Wait, isn't this an Alien movie?  Why, yes.  Yes it is.  I own the director's cut of this flick, and at something like 30 minutes longer we get a little bit different of a setup than the one that theatrical audiences saw all of those years ago.  A queen facehugger stowed away on the escape ship Ripley was on, and upon crash-landing on Fury 161 it attaches itself to one of the planet's oxen.  Yup, there are oxen in this movie.  Within short order (short order in this film being something like 47 minutes of dialogue, doctor visits and the inmates' strange rituals featuring all sorts of religious imagery), the alien hatches...and it's something else.  One cool concept that this film hatches onto (see what I did there?) is the idea that the alien is indeed a true xenoMORPH, taking on the shape of whatever host it had.  In the first two films, it was bipedal since it was always attacking humans.  This time, it walks around on all fours.  In theaters, it was dog-like, but the ox-alien in the director's cut is also pretty awesome.  This was one of the rare welcome changes of Alien 3.

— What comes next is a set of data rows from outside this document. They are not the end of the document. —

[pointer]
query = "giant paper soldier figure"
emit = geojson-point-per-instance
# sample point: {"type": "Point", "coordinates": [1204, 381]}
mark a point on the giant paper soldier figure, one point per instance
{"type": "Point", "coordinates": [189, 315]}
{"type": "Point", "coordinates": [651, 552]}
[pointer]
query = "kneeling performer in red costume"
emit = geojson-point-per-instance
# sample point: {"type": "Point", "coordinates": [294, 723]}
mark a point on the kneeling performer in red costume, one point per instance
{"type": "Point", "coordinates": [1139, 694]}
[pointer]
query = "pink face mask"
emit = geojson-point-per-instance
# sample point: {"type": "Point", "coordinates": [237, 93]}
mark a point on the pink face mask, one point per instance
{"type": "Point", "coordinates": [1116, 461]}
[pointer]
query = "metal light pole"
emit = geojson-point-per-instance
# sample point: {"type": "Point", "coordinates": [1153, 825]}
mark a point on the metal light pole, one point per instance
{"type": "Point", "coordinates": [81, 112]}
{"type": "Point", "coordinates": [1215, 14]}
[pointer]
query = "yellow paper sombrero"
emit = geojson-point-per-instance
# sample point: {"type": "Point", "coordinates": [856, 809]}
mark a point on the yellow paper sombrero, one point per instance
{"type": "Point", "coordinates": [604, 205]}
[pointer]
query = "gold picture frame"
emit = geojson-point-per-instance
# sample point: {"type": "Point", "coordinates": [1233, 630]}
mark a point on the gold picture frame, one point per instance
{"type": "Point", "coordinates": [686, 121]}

It's generally accepted that all of the powers-that-be behind this film didn't want to go back to the well-worn territory of Aliens and were looking to get back to basics.  Much like the original, Alien 3 is all about a group of characters trying to take down one alien creature before it mows through the local population, with the added suspense coming in the fact that firearms aren't allowed on Fury 161, putting the inmates at a huge handicap.  Everything builds to a third act that has almost every side character dying a gruesome death at the hands of the ox- (or dog) alien, and an ending twist that had to have seemed to audiences in 1992 that this was, indeed, going to be the final film in the franchise.  But you know what they say about Hollywood: Never Say Never Until it's Truly Distasteful, Then Make Five More Films.

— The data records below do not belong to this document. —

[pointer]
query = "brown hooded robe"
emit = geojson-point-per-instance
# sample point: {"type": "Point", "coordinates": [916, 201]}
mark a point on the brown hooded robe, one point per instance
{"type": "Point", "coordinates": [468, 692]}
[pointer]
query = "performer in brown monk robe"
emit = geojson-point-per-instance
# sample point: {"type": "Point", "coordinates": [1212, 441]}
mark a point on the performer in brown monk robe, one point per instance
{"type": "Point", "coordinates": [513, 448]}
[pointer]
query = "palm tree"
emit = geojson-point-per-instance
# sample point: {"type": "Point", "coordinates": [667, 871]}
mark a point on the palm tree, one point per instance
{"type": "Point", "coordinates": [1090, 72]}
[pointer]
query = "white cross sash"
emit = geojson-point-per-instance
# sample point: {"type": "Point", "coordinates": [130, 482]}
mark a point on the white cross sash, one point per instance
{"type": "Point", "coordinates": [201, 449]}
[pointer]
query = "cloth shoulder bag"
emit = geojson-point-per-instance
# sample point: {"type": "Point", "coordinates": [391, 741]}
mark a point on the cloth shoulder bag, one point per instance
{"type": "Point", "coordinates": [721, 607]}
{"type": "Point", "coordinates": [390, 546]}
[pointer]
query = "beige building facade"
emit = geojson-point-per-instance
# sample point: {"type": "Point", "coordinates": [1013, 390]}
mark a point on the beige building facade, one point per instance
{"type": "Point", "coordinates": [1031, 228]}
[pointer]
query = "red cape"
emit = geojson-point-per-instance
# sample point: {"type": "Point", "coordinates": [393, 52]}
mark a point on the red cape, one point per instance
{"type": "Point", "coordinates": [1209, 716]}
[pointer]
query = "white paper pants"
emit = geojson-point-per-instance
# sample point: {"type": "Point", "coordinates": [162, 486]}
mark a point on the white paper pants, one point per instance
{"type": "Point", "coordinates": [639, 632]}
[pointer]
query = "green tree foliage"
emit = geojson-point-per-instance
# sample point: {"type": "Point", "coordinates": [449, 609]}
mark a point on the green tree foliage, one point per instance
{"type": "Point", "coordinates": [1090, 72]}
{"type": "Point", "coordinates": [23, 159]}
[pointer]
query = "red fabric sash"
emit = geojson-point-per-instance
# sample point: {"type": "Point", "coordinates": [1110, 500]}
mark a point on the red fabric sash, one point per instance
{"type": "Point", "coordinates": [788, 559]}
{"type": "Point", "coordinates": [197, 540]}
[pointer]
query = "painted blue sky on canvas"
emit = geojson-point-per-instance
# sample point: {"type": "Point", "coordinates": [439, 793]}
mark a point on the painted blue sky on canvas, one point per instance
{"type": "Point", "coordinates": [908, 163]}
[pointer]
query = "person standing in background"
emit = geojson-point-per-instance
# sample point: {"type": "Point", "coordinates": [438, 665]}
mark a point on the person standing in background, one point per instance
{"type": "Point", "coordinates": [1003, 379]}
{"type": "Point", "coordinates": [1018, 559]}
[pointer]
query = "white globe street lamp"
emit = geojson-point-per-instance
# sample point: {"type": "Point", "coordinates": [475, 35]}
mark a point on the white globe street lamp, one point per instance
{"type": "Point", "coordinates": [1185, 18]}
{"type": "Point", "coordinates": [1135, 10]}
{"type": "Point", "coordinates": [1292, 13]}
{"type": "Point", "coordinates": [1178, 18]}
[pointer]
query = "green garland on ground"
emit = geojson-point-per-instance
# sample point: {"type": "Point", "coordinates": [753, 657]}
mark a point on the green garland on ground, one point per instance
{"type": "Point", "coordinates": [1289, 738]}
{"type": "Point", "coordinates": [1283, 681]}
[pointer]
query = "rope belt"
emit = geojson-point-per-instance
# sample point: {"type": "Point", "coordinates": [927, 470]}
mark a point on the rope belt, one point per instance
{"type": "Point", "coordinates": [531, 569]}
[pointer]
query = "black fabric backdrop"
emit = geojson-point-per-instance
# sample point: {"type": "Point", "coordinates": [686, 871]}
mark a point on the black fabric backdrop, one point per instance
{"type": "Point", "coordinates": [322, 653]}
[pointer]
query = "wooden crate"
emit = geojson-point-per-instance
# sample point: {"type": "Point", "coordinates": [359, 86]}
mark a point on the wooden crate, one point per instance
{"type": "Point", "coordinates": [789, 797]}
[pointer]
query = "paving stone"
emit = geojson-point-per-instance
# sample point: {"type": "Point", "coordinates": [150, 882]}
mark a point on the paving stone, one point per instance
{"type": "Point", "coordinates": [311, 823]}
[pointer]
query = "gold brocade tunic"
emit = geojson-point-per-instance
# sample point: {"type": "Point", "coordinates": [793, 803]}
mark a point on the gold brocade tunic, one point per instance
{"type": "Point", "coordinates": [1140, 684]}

I know it seems like I've been pretty hard on this flick, but it's not all bad.  This might actually be Weaver's best performance as Ripley in the entire series.  She was definitely cooler and more badass in the first two films, but this script required her to do some actual acting, and she was more than game for it.  You truly do get a sense of just how long this whole story has been playing out in Ripley's mind as you watch.  In addition to that, the world of Fury 161 and the production design is unreal, with director David Fincher showing clear early signs of just how awesome some of his later work would be.  And again, the work on the alien itself by visual effects guru Tom Woodruff Jr. is spot-on.  Oh, and Lance Henriksen makes a cameo appearance in the movie as the android Bishop...or rather Bishop's torso. 

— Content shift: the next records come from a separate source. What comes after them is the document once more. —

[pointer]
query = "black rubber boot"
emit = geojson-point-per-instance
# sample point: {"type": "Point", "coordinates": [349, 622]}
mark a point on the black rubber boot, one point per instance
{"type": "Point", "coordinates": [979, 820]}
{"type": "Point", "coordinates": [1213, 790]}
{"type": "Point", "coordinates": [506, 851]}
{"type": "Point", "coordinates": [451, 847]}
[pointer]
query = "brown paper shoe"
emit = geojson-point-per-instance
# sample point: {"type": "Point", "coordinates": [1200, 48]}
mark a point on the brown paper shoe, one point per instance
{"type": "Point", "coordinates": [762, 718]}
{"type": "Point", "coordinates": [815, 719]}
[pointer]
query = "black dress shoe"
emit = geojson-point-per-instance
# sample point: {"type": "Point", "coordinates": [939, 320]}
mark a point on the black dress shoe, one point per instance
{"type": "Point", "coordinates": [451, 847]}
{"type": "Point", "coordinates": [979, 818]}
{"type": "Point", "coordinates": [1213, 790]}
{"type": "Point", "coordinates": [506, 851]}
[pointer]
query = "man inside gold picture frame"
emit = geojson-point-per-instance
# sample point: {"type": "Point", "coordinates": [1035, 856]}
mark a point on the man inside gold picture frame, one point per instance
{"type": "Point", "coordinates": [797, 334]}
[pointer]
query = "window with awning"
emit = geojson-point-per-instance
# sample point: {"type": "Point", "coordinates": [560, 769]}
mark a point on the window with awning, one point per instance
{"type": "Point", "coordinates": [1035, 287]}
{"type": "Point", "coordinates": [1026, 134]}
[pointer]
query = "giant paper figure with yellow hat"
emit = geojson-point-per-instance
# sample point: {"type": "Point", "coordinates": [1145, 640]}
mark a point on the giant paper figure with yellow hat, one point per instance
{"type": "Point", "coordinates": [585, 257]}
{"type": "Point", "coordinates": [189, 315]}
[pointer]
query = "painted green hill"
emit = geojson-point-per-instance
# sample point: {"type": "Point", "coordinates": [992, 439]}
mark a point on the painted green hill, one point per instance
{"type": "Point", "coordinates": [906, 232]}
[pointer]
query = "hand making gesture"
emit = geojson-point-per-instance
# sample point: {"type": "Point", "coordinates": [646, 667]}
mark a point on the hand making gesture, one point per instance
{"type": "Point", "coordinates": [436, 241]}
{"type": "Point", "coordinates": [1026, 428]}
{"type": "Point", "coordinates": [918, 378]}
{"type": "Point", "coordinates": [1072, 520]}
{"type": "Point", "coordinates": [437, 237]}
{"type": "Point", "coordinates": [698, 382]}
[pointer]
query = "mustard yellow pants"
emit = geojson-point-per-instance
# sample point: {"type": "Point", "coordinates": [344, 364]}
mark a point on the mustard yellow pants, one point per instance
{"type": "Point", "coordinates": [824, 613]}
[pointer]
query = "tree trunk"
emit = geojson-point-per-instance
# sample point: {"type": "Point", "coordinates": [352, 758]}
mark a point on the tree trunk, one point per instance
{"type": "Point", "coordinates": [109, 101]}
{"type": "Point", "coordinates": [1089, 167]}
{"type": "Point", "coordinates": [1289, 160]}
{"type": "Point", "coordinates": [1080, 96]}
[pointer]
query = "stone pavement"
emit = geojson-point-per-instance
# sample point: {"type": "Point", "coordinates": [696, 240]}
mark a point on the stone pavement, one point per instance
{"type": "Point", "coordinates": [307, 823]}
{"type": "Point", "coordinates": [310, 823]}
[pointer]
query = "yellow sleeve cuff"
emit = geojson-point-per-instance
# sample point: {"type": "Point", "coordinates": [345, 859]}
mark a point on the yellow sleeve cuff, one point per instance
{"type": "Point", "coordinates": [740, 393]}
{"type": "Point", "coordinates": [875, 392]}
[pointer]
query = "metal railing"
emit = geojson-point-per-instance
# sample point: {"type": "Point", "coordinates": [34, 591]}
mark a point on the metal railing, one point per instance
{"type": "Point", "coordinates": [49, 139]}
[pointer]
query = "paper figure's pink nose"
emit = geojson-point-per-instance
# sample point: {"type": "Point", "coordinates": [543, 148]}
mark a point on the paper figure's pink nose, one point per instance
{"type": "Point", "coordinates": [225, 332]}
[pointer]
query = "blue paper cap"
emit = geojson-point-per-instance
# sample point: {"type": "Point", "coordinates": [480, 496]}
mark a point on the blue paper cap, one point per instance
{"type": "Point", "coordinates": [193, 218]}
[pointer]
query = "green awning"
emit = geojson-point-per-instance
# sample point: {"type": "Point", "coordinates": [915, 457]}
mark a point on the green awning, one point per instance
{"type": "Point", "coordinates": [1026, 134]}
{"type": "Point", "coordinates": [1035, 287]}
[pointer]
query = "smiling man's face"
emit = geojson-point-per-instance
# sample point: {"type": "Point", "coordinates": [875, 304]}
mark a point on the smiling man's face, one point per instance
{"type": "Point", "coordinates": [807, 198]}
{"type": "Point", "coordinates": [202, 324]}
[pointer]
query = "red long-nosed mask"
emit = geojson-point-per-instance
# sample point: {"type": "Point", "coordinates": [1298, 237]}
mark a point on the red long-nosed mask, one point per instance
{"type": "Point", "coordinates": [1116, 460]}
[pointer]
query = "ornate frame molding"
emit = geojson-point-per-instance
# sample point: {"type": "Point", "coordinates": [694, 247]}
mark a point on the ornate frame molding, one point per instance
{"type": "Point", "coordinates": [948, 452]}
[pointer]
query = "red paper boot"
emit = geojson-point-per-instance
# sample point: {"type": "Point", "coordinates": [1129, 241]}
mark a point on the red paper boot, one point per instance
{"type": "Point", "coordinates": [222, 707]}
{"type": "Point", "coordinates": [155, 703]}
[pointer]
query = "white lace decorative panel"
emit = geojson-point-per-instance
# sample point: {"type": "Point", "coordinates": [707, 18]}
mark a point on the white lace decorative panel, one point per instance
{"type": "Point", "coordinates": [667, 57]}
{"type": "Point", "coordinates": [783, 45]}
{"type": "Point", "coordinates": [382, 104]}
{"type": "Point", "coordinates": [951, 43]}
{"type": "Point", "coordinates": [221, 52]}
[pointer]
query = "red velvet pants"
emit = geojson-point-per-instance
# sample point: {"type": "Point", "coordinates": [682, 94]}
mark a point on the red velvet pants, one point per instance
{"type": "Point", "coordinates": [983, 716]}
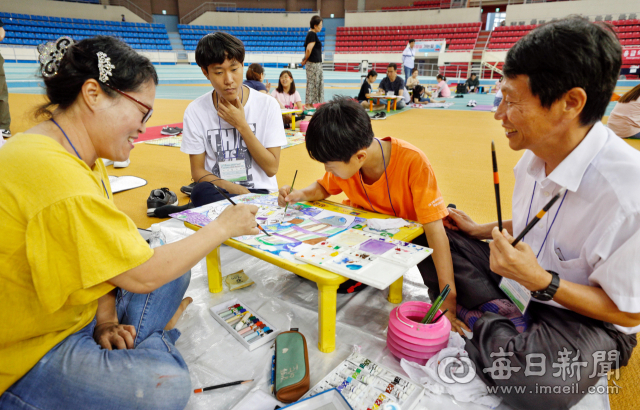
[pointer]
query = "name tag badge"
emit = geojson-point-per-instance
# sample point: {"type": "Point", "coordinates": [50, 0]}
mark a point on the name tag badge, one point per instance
{"type": "Point", "coordinates": [233, 171]}
{"type": "Point", "coordinates": [518, 294]}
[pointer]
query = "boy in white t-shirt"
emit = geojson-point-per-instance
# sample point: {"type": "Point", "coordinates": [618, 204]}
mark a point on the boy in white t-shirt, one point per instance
{"type": "Point", "coordinates": [232, 134]}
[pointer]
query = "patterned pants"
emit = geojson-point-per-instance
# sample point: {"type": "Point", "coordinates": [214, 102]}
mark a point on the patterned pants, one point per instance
{"type": "Point", "coordinates": [315, 84]}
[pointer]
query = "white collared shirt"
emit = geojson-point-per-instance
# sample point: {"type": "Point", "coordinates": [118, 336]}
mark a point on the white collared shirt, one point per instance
{"type": "Point", "coordinates": [591, 241]}
{"type": "Point", "coordinates": [408, 57]}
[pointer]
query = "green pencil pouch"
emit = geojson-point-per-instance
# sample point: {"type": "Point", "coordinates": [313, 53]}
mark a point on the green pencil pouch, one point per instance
{"type": "Point", "coordinates": [292, 367]}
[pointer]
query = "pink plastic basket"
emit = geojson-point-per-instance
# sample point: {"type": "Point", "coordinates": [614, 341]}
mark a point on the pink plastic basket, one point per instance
{"type": "Point", "coordinates": [408, 338]}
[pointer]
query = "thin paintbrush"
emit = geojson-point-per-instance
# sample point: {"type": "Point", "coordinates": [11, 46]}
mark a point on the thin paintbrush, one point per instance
{"type": "Point", "coordinates": [290, 191]}
{"type": "Point", "coordinates": [496, 184]}
{"type": "Point", "coordinates": [233, 203]}
{"type": "Point", "coordinates": [431, 309]}
{"type": "Point", "coordinates": [438, 304]}
{"type": "Point", "coordinates": [439, 316]}
{"type": "Point", "coordinates": [539, 216]}
{"type": "Point", "coordinates": [219, 386]}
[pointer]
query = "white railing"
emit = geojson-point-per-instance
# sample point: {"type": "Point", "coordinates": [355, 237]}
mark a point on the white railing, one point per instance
{"type": "Point", "coordinates": [229, 8]}
{"type": "Point", "coordinates": [444, 4]}
{"type": "Point", "coordinates": [203, 8]}
{"type": "Point", "coordinates": [134, 8]}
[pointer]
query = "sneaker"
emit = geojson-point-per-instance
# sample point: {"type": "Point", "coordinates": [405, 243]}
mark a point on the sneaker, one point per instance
{"type": "Point", "coordinates": [171, 131]}
{"type": "Point", "coordinates": [121, 164]}
{"type": "Point", "coordinates": [187, 188]}
{"type": "Point", "coordinates": [165, 211]}
{"type": "Point", "coordinates": [160, 197]}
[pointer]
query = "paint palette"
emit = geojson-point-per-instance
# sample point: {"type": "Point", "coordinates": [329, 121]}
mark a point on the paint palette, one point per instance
{"type": "Point", "coordinates": [368, 258]}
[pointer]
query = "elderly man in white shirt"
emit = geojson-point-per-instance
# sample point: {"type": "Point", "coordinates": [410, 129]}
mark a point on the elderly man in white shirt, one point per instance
{"type": "Point", "coordinates": [580, 263]}
{"type": "Point", "coordinates": [408, 58]}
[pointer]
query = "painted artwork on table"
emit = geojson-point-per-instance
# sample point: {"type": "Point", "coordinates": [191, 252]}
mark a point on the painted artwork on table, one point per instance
{"type": "Point", "coordinates": [302, 224]}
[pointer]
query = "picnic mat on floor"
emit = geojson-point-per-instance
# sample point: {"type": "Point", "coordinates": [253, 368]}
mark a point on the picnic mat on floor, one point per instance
{"type": "Point", "coordinates": [293, 138]}
{"type": "Point", "coordinates": [153, 133]}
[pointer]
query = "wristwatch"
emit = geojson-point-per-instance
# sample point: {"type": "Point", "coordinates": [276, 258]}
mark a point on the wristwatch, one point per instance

It's the story details where this flick completely fails.  The concept of the film was sound enough on paper, I just don't think it's executed very well.  It's a shame, because I WANT to be into this movie.  Even today, knowing full well that I don't especially enjoy it, every watch comes from a place of optimism.  It's just that the characters are SO uninteresting and the pacing is SO slow.  There's nothing wrong with a good slow burn, but this movie has an ancient one.  As a result, the suspense is practically non-existant.  Imagine an Alien 3 where Hicks and Newt also survived the crash, giving us that added emotional weight to go along with the strong attachment we have to Ripley...and that the planet they land on isn't a prison world but a highly-advanced, booming human colony with a bustling Metropolis...and that the side characters that get introduced to us speak in a manner other than dull whisper mode...and that the alien queen succeeds in multiplying on said world, thus launching an apocalyptic final battle to end the series.  Sounds awesome to me.  Sometimes, overthinking is bad, and that should be the lesson that is forever gleamed from Alien 3 and its incredibly convoluted production.

* 1/2 out of ****.  There are some great scenes in this movie, but they're VERY few and far between.  All of these years later, I still think this one is a textbook example of style over substance.  Thus, I still can't quite convince myself to like it.